Patients today are required to manage their health across a growing collection of disconnected digital tools. A typical experience includes multiple patient portals, lab apps, health tracking apps, virtual

It’s no mystery that consumers and patients alike crave better access and digital experiences. This has been a consistent theme over the past decade and continues to accelerate today. Health systems have made meaningful progress expanding online scheduling and self-service capabilities; progress that is often less constrained by technology than by the operational and clinical alignment required to support change.  

As more services come online and health systems increasingly rely on partners to deliver care across the continuum, a fundamental gap remains: patients still lack the ability to digitally transact across channels within a unified, authenticated (logged-in) experience. Every other major industry, from e-commerce and airlines to media and consumer apps, offers both guest and authenticated experiences. Healthcare should be no different.

The Importance of Digital Transactions

The term “digital transactions” can mean different things to different audiences, but speaking broadly, it refers to a patient’s ability to self-serve through digital channels. This might include booking an appointment through a portal, scheduling an on-demand virtual visit with a third-party provider, accessing an employer-sponsored maternity program, or enrolling in a provider-recommended clinical trial.  
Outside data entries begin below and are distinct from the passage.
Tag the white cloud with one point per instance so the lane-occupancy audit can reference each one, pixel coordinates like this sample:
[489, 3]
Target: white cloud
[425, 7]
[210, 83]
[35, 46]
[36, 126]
Beyond being a consumer expectation, self-service reduces friction and increases conversion into services and care options. For health systems, this translates into lower operational burden, fewer inbound calls, and more efficient use of staff resources.  Over time, the ability to drive digital transactions becomes a foundational capability, one that supports loyalty, engagement, and long-term digital ROI.

Today, Digital Transactions Are Largely Limited to the Patient Portal

While an array of care services and programs may be delivered and coordinated by a health system, less than half are typically available within the patient portal. The remaining services often sit outside the patient portal, spanning virtual care, labs, imaging centers, physical therapy partners, and other ecosystem services.  

Despite this reality, most health systems still deliver an authenticated experience exclusively through the patient portal, relying on EMR-issued login credentials. By defaulting to this model, systems remain constrained by a portal-centric ecosystem. While patient portals are effective for accessing records and messaging providers, patients remain frustrated when attempting to take action beyond those core functions.

Why an Authenticated Experience Matters

An authenticated experience built on open standards and an open ecosystem allows a website or mobile app to function as a true digital transaction engine. When paired with the patient portal for records access, this approach enables patients to move seamlessly between clinical and non-clinical services without repeated logins or broken journeys. Once a patient is logged in, they can interact not only with the health system, but also with third-party ecosystem providers.  In one example, directing patients into an authenticated experience to schedule overdue care drove a 200% increase in conversion compared to legacy outreach methods such as SMS messages sent into an unauthenticated experience.  Reducing friction at the moment of action leads to measurable impact.

Additionally, when patients are brought into a single place to take action, they often complete other tasks as well, such as paying a bill or updating contact preferences. Sending push notifications for lab orders drove a 52% increase in same-day bill payments.  These outcomes reflect a simple truth: when it’s easier to act, patients do.

What Do You Lose by Defaulting to the Patient Portal as Your Authenticated State?

When authentication is limited to the portal, health systems give up:

  • The ability to meaningfully scale digital transactions
  • Engagement beyond active patients, limiting new patient acquisition
  • Control over brand expression and differentiated programs and partners
  • Differentiation, resulting in commoditized experiences shared across health systems
  • The ability to meet patient expectations, increasing call volume and operational costs

Moving Beyond Portal-Only Authentication

Healthcare digital transactions require an authenticated experience, yet today this capability is often gated and limited to EMR patient portal experiences. Moving beyond this constraint through an open, platform-based approach enables health systems to deliver more value, enable more transactions, and reduce friction across the digital journey.

By expanding authentication beyond the portal, health systems can meet modern consumer expectations while unlocking greater efficiency and impact across their digital ecosystem.